Veel onderzoekers op het gebied van preventie van overgewicht en obesitas hebben een vergelijkbaar referentiekader. Hoe kunnen wij onze leefstijlinterventies beter laten aansluiten op ouders en kinderen die zijn opgegroeid in minder gunstige omstandigheden?

In ieder geval niet door een algemeen voorlichtingsriedeltje op te dreunen dat geen recht doet aan de complexe leefsituatie van mensen in armoede en hun mogelijkheden tot het veranderen van hun gedrag.

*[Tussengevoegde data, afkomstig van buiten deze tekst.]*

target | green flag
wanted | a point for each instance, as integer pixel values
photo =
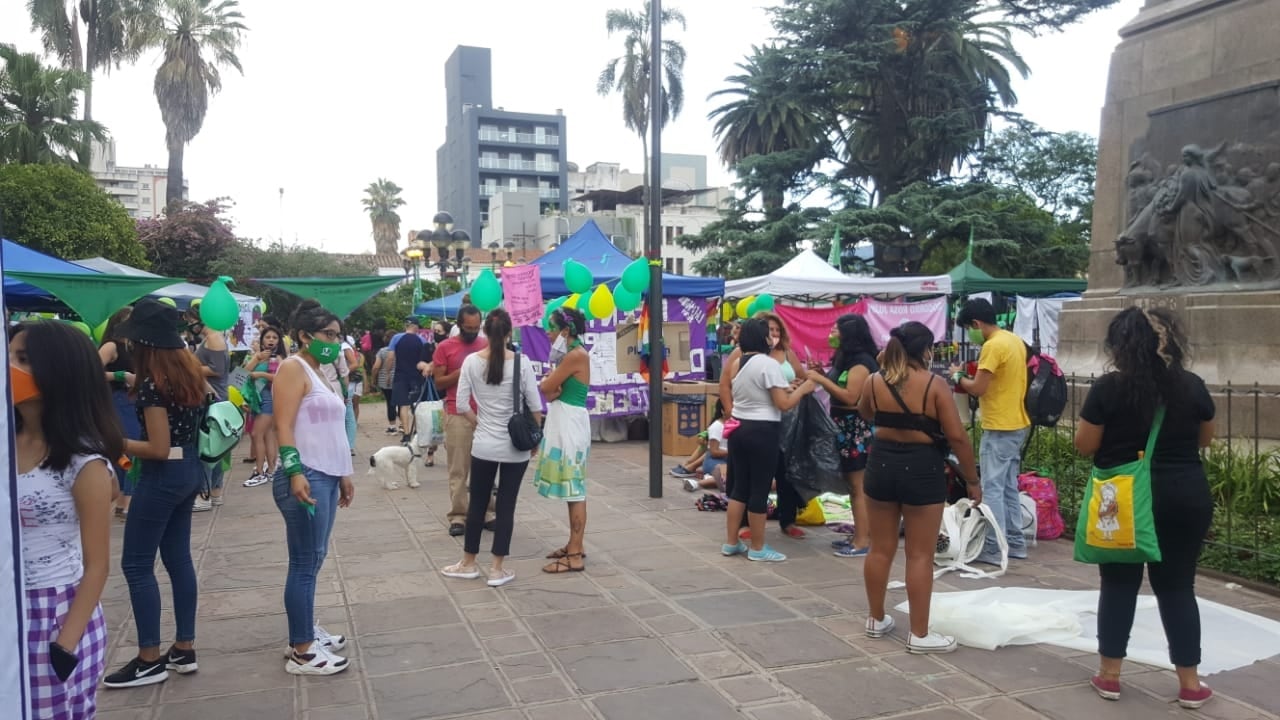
(94, 296)
(341, 296)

Dat lijkt misschien voor de hand liggend, maar de praktijk leert dat veel van onze interventies nog steeds ontwikkeld worden zonder of met geringe inbreng van de groep waar het om draait.

Ik ben daarom blij met de recente erkenning voor burgerwetenschap en participatief actieonderzoek. Dit geeft meer mogelijkheden om een onderzoeksomgeving te creëren waarin we kunnen leren van de kennis en ervaring van ouders en kinderen, vanuit hun unieke situatie. Zodat onderzoekers kunnen aansluiten bij de zorg en behoeften van mensen buiten het eigen referentiekader. Zodat er ruimte gecreëerd wordt voor alternatieve perspectieven en nieuwe oplossingen. Oplossingen die aansluiten bij de praktijk van alledag en die relevant zijn voor de behoeften en zorgen van de ouders en kinderen in kwestie. En dat is hard nodig gezien de gezondheidsachterstanden waar deze ouders en kinderen mee te maken hebben.

Burgerwetenschap, ook wel citizen science, is een term die wordt gebruikt voor wetenschappelijke projecten waarbij vrijwilligers zonder wetenschappelijke opleiding onderzoeksgerelateerde taken zoals observaties, metingen of berekeningen uitvoeren of beheren.

Onderzoek waarbij het gaat om de participatieve creatie van kennis én actie, met als doel om sociale verandering te bewerkstelligen.